CCCAAAWWW! The crows scream in unison. Horrified, the Old Woman takes a step back, turning to the Goth Teen, "Do you see this? These crows?" The Goth Teen takes no notice of her, his eyes closed as he thumps his foot to the beat of his heavy rock music. Old Woman mutters about "youths today", before turning back to the window just as a crow flies towards it, slamming it self at the glass as another one tries to nudge it's way into the slight opening.

Old Woman staggers back to towards the receptionist, "Uh, Miss? I think there's something wrong..."

Annoyed, the Receptionist looks up from her typing, "What is it now, Mrs...Oh my God!" she shrieks, seeing the crows attacking the window.

The window cracks, then shatters. The murder of crows funnel into the waiting room engulfing the Old Woman. She screams, and then her cries die out as the crows tear out her tongue and devour her eyes. They tear at her throat, blood gushing in torrents. Ripping through her flesh, the crows guzzel down bits of flesh and sinew.

The Receptionist runs to Goth Teen, ripping the ipod from his ear and shaking him frantically, "Help her! Do something!".

Goth Teen looks at her calmly, and with a small smile responds, "I am doing something." One of the crows lands on his shoulder and he pets it affectionately.

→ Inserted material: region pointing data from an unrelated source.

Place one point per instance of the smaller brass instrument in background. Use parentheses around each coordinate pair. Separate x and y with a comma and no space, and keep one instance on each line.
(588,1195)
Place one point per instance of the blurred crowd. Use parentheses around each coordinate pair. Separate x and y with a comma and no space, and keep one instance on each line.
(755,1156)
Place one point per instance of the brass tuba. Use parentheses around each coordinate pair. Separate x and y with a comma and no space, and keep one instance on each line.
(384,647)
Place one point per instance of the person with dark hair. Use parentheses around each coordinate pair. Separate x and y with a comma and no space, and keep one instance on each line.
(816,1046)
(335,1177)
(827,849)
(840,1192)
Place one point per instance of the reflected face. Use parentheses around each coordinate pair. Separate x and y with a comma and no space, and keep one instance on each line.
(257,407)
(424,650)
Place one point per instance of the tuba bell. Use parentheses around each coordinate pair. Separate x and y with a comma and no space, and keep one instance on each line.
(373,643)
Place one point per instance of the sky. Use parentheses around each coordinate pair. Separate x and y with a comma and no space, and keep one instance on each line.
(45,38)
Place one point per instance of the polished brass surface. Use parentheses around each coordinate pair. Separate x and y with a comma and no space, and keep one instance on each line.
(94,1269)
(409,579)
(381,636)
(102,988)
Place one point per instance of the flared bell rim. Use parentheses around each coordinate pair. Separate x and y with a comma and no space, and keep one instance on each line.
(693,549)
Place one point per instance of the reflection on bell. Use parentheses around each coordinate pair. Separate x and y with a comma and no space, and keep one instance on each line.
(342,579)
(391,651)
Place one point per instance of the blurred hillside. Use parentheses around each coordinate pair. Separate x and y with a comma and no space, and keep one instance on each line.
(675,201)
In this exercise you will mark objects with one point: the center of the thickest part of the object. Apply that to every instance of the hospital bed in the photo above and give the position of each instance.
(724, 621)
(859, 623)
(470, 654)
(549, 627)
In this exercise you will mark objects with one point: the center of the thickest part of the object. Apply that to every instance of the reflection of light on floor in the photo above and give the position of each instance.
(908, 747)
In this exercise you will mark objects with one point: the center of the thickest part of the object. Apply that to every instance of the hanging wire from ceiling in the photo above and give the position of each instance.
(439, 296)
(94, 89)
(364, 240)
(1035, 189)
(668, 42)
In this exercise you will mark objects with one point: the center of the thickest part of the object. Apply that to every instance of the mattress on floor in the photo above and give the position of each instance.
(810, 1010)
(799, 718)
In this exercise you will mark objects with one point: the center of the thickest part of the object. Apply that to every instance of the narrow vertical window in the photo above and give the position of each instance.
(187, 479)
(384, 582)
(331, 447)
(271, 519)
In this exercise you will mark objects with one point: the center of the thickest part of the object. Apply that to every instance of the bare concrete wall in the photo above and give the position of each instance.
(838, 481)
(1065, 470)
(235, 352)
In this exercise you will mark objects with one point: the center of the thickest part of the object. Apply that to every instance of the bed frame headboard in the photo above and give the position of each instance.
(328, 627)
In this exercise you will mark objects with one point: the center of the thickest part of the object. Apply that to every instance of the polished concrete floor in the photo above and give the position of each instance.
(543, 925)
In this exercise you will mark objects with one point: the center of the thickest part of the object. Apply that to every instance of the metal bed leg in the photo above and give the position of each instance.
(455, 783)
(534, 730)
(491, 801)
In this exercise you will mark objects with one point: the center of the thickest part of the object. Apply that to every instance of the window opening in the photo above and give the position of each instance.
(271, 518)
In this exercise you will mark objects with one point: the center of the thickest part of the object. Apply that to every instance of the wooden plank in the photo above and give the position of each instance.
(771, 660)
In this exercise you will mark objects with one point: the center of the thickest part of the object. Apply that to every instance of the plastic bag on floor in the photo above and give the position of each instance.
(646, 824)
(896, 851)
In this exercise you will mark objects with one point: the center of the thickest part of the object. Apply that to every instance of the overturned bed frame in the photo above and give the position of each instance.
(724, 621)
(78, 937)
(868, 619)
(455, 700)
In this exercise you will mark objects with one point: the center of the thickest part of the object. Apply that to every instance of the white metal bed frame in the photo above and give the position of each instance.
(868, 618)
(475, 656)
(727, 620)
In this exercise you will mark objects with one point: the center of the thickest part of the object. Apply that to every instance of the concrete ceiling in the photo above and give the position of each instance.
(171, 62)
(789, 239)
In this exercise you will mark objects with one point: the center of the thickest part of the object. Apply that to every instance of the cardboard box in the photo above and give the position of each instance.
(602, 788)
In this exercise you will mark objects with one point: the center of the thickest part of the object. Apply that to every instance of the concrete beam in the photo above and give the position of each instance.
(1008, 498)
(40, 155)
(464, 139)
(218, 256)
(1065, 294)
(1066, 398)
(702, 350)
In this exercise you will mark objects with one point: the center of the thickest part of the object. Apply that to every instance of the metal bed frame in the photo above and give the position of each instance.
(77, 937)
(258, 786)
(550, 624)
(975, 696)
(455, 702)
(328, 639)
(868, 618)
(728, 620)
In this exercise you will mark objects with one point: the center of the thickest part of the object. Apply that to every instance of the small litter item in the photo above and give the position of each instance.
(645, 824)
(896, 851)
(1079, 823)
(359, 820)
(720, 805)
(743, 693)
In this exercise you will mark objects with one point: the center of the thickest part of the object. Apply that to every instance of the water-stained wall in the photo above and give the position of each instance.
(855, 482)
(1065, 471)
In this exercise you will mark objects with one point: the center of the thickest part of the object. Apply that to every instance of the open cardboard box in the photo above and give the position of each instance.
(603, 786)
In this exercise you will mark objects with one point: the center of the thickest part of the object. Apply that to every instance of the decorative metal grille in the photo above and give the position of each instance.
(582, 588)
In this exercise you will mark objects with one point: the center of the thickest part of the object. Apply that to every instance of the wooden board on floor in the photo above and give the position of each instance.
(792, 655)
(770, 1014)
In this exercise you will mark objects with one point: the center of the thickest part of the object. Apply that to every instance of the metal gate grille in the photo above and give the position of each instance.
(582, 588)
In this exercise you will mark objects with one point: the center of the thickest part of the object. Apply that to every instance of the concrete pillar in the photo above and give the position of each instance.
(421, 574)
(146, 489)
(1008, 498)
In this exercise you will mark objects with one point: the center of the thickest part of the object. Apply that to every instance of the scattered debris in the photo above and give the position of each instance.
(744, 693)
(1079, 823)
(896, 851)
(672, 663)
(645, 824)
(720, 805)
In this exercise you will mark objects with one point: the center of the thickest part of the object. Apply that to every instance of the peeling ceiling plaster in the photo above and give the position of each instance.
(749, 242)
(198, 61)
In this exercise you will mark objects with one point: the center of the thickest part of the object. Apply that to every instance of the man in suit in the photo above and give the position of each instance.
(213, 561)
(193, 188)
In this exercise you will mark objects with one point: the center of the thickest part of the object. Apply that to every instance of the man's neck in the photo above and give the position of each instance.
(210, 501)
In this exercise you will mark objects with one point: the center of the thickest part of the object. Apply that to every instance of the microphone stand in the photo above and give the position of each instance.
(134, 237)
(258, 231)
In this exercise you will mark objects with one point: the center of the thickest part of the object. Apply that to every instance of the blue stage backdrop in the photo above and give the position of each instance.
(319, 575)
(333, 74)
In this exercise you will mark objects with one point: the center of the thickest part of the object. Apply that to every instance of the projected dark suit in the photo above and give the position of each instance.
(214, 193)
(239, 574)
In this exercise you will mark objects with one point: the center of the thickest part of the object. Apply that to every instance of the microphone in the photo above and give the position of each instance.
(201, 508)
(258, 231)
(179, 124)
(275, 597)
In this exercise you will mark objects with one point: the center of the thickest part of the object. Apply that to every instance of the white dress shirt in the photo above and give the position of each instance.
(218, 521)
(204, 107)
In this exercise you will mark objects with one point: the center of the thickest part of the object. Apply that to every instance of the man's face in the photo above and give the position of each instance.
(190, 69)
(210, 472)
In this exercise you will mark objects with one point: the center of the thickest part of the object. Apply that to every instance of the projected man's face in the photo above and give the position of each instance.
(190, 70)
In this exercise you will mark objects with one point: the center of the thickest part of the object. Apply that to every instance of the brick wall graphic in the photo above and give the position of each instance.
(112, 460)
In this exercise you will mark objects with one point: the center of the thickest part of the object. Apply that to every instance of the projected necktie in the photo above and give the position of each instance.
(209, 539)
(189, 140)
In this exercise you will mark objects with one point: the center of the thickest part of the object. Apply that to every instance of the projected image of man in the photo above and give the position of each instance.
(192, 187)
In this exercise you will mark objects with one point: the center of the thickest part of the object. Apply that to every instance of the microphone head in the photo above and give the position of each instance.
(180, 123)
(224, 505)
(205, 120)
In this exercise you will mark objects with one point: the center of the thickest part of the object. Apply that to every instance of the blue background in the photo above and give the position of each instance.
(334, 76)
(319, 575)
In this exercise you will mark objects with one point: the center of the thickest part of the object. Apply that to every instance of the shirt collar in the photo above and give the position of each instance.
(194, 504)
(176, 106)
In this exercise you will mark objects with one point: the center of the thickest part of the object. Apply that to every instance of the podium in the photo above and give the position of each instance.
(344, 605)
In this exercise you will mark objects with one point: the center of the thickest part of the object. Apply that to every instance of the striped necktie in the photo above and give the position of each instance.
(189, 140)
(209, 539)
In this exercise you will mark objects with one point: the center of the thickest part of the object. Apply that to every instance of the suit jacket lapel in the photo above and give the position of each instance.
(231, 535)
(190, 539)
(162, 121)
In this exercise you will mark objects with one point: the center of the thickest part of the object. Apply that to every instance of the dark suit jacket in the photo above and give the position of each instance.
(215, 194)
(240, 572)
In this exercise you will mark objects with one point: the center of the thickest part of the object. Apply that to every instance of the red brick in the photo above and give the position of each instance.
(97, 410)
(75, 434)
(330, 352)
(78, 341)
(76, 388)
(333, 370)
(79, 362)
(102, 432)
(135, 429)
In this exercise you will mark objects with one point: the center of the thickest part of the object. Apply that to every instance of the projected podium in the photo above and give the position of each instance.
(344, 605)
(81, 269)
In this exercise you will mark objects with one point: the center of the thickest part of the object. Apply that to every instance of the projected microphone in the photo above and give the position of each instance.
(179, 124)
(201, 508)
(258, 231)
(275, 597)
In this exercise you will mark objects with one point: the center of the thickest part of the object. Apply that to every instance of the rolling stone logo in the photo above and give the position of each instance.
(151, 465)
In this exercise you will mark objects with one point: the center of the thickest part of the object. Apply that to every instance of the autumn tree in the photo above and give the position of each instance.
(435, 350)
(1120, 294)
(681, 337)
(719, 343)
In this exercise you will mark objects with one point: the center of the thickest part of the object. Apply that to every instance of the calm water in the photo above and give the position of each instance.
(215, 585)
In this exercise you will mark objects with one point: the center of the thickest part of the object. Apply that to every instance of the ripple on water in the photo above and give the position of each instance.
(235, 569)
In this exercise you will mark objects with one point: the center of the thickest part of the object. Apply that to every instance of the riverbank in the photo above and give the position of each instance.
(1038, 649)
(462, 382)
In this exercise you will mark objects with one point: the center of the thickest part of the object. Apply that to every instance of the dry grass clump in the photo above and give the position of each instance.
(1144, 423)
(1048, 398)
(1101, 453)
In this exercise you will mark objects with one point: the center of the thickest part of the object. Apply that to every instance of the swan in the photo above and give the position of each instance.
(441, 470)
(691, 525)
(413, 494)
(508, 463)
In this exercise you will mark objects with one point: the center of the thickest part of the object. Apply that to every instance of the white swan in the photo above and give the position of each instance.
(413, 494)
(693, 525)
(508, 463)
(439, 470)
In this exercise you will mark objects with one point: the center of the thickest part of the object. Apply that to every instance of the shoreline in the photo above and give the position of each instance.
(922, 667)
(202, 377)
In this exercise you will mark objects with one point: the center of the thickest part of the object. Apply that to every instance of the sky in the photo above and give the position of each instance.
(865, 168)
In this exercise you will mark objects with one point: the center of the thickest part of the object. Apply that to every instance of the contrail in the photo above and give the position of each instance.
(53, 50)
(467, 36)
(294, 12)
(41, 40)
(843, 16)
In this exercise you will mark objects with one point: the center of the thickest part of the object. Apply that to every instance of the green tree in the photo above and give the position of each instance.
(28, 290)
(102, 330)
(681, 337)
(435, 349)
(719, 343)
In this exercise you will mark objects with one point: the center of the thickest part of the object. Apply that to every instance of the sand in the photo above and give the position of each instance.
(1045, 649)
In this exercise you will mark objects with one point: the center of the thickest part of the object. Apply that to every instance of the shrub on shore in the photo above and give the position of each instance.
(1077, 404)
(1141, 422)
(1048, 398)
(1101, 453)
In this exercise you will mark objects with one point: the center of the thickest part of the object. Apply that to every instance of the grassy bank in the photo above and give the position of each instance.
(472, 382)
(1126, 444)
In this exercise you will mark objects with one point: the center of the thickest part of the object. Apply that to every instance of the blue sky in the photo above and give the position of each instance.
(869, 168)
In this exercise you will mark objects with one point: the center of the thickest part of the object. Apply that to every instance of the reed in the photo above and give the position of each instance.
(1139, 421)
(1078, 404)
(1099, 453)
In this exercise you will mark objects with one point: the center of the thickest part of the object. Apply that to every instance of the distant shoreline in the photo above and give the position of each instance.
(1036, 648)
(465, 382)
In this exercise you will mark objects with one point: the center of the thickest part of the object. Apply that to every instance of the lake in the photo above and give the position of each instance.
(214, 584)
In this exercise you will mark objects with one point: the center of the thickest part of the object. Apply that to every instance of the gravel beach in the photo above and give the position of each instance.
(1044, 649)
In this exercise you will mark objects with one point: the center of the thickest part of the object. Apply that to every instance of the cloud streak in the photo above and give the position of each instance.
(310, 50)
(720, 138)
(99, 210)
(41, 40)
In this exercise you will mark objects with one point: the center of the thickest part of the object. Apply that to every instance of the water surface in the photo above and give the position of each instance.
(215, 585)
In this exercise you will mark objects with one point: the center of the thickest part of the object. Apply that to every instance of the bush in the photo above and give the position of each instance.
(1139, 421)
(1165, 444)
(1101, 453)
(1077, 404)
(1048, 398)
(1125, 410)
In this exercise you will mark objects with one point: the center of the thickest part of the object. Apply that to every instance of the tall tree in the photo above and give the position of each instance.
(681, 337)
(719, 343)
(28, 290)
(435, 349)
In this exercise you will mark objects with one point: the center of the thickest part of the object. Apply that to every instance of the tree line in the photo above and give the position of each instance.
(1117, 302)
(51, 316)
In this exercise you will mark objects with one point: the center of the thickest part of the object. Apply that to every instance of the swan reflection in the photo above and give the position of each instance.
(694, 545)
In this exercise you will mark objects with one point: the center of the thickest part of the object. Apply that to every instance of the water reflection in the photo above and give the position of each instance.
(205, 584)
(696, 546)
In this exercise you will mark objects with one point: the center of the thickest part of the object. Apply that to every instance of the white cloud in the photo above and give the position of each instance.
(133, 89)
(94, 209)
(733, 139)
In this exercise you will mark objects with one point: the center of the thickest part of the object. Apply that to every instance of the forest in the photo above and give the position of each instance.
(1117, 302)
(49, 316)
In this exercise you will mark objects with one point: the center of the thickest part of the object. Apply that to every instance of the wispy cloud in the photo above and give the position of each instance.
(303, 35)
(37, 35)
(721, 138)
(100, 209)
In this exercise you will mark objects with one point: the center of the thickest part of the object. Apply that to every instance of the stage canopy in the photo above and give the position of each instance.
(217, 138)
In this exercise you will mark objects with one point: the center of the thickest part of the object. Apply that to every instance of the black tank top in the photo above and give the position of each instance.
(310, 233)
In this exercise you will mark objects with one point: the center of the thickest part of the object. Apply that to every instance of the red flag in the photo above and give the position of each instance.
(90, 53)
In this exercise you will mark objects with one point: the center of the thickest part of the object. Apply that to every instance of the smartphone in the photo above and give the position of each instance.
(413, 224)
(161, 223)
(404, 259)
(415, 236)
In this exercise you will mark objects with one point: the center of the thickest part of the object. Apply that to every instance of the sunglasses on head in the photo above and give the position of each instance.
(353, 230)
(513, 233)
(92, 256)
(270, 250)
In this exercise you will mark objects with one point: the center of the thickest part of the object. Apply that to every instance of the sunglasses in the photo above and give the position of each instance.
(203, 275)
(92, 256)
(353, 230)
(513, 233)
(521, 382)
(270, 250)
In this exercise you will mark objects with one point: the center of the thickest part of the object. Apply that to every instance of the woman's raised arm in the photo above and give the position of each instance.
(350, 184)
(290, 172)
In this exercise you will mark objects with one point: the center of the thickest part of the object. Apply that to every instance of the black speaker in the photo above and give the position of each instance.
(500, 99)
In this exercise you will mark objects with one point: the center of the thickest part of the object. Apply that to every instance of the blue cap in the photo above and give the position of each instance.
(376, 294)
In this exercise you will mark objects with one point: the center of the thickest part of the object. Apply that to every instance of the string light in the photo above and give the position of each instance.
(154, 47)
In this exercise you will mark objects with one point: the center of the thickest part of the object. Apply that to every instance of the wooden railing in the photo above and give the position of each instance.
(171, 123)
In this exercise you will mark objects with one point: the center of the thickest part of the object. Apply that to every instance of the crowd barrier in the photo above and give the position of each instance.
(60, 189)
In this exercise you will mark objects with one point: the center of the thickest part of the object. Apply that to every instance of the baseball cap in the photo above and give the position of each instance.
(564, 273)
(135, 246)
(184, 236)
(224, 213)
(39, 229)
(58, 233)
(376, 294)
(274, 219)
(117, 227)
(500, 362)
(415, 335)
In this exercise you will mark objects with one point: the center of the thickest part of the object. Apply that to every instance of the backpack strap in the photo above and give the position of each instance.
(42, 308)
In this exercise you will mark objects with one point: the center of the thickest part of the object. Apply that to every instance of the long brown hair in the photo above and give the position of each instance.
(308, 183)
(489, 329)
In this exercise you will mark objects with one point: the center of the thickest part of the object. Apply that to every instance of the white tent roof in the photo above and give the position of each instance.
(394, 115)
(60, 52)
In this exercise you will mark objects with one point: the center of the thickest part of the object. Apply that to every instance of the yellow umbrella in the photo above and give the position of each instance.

"You! What are you?" Receptionist whispers as she backs against the wall.

"Just someone who tires of waiting," Goth Teen, snaps his fingers and all the crow stop their feasting and looks at Goth Teen. With a small smile, Goth Teen subtlely indicates the Receptionist.

"Nooooooo!," the Receptionist shrieks as she starts to flee. CCAAAWWW! The crows flock to her like a giant black vortex, encircling her with such a force that her feet are lifted from the ground. The crows tear into her, hitting several arteries as blood sprays the walls like red paint. Her screams die down as the crows release her. Her mutilated corpse falling to the floor.

Goth Teen looks at her corpse, thoughtfully. Most of her flesh was gone, her bones glinting white through what was left of her clothes.

"Oh, my God!" the Dentist gasps as he entered the room.

"Well, it looks like I'm next, huh Doc?" Goth Teen grins, clapping a hand on the Dentist's shoulder as he walks back towards the exam rooms. The Dentist just crumples to his knees in horror. A crow hops towards the Dentist. CAW!


The End. :)
A very fun scene. You characters were quite realistic and I liked the twist of the goth teen being the evil one. The deaths were quite similar but were still fun and gory. You were also the only one to opt for killing the older woman, which was slightly refreshing.

Unfortunately, the idea of birds being murderers in large numbers and pecking out eyes has been done before, as you know, so you lost points for creativity there. I did like the way you had the birds controlled by somebody, however. But as with Scouse Mac, presenting it as a story put you in a tricky position. You had a person killing so you needed to explain his motives in some way, but you didn't want it too character focused. I think you dealt with this well by having him have very few motives, similar to Michael Myers. Your marks were,

Creativity: 1/3
Logic: 3/3
Perception: 2/3

You, like the others, chose to have a concluding paragraph showing what you made happen after the deaths, which was not needed. However, your one seemed to fit the best. However, your task was you creating two deaths in the scene, not telling a story. The idea is that you are sitting just outside of their world orchestrating events. Everything you made happen afterwards was not necessary. These were people you were controlling, and though I refer to them as characters in my marking, they were not. They were people in a world who you took control of. So, even though yours did fit the best, I could not justify giving you more marks than the other two for perception.

Your overall marks were 6/9. Be pleased, you did very well. And there are more challenges where each of you can do better...or worse. We will find out.